One of the unexpected blessings of being a half-assed music scribe with a full-assed love for sound is the sheer randomness of what lands in my lap. Most folks who read the site or know me at all are aware that I live and breathe Metal. But that doesn’t stop the digital tide from washing in a wild array of genres like bottles cast from distant shores. Rap. New Age. Film scores. Experimental oddities that sound like a sentient toaster got high with a Moog synth. All of it arrives. All of it gets a spin.

Why? Because music is life. And life, in all its chaos and clarity, is music.


Sure, I don’t love everything. But every now and then, some weirdo little record walks in the room wearing the wrong shoes and absolutely owns the place. Aurorawave’s new album Monument is one of those.


Now let me be honest, I’m not fluent in Reggaecore. Outside of what (hed) P.E. has crafted in their mutant laboratory of styles, I couldn’t tell you where that genre starts or ends. Reggae itself, yeah, I dabble. I’ve got a small, curated section in my collection, albums that I dust off when the mood is mellow and the suns still got something to say. But Monument didn’t hit me like a mellow afternoon. It hit like memory and invention colliding in a glittery back-alley brawl.


I didn’t expect to like this. PR sheets often over-promise and under-deliver. But from the moment I pressed play, I felt that magnetic pull. The ‘core elements are there, crisp and sincere, reminding me of those early-2000s Nu-Metal leanings: Relative Ash, Taproot, bands who understood groove but didn’t sacrifice melody. Aurorawave brings that energy, but they’re not here for nostalgia, they’re builders. Architects. They serve the song with surgical care.


There’s structure here. Heart. Craftsmanship. And while I haven’t heard their debut, I’m now actively hunting it down.


This album drips with clean hooks and confident swagger, yet never once feels like it's chasing trends. Guest appearances from members of Underoath and Emmure give nods to Metalcore’s spine, but they don’t hijack the soul. This isn’t a Frankenstein of style, it’s a garden where unlikely hybrids bloom in full color.



And yes, there’s Pop sensibility here, but it’s the good kind. The “make-you-sing-in-the-shower” kind. It’s catchy without feeling corporate. Playful without sounding plastic. There are moments of Rap, Hip-Hop, things I usually avoid like expired sushi, but the flow here feels earned and organic. There's no mumble filler or artificial flavor. Just emotion. Just rhythm. Just real.


And the Reggae, it’s not a garnish, it’s the root of it all.

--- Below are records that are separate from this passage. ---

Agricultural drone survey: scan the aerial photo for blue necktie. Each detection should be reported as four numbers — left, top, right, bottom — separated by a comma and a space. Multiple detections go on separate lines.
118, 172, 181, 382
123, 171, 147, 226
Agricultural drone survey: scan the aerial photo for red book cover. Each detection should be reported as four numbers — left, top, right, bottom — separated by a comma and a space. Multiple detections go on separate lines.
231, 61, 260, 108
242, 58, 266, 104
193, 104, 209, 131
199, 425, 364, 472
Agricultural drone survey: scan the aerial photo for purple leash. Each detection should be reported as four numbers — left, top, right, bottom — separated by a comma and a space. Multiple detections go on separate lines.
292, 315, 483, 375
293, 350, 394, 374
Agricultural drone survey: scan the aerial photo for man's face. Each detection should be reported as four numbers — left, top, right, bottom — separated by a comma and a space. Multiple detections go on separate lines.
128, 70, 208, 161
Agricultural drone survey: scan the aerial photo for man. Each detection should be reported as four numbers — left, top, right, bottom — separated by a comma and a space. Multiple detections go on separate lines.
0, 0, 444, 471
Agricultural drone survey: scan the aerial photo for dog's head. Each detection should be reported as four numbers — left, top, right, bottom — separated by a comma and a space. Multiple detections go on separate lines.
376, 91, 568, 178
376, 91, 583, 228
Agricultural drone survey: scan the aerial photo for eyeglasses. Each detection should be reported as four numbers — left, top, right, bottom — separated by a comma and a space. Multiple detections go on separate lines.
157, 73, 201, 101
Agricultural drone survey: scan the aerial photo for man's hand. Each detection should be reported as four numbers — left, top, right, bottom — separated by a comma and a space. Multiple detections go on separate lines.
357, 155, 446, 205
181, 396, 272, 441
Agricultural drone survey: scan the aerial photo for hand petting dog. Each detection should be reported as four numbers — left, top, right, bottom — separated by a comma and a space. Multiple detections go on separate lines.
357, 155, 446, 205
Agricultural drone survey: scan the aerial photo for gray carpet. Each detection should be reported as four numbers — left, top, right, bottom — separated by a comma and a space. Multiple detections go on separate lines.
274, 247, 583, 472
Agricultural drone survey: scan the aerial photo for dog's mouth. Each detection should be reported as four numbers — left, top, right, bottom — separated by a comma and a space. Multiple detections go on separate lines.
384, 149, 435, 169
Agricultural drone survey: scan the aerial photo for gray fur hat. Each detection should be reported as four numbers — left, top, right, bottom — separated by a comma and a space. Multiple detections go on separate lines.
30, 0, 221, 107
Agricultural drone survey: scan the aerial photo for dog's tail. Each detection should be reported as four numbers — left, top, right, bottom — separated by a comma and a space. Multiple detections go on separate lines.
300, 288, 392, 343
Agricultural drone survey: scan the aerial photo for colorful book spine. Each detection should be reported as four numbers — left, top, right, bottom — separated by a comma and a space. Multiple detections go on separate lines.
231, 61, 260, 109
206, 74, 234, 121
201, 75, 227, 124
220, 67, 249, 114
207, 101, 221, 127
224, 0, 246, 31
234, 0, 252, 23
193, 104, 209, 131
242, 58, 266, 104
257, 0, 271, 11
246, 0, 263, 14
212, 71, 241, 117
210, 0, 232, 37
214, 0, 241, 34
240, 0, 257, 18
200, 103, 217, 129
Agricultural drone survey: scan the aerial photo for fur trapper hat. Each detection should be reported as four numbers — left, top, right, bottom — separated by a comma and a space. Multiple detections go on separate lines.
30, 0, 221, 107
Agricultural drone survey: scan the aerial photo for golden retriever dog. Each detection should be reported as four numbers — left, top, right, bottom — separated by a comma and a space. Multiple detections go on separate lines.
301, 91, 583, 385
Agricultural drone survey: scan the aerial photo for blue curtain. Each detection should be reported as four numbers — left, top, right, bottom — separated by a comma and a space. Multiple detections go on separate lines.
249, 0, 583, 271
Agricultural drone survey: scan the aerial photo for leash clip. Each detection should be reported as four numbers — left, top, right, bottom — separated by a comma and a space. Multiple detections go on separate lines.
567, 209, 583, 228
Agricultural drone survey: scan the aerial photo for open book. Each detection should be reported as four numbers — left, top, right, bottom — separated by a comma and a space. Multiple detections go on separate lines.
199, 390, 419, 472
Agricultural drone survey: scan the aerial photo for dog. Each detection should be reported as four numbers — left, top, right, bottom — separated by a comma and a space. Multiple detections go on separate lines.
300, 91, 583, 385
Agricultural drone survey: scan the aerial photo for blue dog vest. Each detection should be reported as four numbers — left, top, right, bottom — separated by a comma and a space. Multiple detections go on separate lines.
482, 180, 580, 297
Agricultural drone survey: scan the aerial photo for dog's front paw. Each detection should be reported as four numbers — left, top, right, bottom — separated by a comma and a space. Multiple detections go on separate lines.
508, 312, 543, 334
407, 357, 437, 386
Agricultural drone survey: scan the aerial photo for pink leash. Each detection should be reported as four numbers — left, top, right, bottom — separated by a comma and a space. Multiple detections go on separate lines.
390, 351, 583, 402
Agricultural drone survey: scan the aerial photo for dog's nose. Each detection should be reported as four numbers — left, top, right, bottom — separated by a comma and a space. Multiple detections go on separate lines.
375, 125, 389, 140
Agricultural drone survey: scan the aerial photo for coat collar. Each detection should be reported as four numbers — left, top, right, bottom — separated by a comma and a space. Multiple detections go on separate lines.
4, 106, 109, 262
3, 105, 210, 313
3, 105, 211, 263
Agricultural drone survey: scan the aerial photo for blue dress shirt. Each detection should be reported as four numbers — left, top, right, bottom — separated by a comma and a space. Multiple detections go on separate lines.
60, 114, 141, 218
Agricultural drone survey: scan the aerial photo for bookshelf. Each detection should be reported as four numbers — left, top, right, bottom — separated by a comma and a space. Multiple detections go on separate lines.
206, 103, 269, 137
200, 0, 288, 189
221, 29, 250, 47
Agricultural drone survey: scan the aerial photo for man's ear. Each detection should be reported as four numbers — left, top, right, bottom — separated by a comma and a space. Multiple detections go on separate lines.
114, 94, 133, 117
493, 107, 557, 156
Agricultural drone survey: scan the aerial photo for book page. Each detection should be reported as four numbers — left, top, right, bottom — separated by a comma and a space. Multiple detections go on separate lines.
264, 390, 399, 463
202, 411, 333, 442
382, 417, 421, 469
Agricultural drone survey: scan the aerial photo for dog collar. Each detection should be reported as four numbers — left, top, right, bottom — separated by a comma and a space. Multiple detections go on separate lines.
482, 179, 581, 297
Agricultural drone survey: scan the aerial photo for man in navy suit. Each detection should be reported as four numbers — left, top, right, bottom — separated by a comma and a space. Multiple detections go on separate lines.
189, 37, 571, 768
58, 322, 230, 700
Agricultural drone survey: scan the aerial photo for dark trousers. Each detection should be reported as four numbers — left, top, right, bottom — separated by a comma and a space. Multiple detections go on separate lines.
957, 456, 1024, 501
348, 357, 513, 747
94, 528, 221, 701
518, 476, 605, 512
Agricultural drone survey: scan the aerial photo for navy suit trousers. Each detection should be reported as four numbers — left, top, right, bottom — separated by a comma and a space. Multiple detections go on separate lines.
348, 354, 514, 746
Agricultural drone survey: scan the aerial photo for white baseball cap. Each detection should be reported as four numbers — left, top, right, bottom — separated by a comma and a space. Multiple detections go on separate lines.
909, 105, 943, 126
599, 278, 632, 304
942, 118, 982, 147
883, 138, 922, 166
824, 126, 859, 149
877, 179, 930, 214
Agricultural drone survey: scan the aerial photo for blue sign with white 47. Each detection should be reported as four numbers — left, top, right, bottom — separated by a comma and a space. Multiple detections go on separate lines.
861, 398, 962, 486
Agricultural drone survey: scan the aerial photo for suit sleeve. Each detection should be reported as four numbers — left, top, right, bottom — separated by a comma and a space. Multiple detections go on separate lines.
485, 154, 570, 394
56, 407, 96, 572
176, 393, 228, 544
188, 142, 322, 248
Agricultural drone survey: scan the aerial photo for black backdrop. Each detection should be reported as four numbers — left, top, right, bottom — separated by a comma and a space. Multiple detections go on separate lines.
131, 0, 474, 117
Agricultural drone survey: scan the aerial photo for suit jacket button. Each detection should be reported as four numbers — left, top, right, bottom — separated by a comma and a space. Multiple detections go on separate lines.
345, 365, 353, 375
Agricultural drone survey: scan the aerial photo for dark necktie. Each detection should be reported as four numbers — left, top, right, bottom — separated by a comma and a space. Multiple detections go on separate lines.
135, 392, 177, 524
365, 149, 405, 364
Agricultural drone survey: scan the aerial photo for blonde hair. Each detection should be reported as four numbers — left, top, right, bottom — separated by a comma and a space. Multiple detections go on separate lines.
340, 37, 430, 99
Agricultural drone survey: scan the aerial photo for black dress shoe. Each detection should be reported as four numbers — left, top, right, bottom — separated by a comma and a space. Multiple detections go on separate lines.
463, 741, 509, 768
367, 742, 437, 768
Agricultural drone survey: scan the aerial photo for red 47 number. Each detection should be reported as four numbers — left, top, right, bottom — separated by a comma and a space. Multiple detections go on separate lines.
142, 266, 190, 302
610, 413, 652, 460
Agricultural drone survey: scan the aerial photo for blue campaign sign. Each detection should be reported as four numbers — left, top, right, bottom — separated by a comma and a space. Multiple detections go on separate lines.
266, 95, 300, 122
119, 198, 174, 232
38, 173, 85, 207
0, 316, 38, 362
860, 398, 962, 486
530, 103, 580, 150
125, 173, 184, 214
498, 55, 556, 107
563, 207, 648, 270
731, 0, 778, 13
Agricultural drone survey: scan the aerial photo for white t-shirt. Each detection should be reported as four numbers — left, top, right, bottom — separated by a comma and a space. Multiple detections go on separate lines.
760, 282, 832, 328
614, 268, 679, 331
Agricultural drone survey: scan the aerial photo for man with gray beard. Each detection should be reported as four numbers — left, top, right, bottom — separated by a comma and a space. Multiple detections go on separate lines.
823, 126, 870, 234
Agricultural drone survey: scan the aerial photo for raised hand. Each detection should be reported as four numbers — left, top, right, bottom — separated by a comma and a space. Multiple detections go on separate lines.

In a time when genres get mashed together like leftovers in a blender, Monument is a rare meal where every ingredient holds its own. It’s vibrant. It’s honest. It feels good, soul good.


I’ve spent more time with this album than any other recent submission. I didn’t see it coming, but that’s the beauty of the open ear. I’ll be snagging the vinyl the moment it drops, no question.


Standouts: “Judge Me”, “Welcome to Your Nightmare”, “Suffocate” and “Turn the Page”.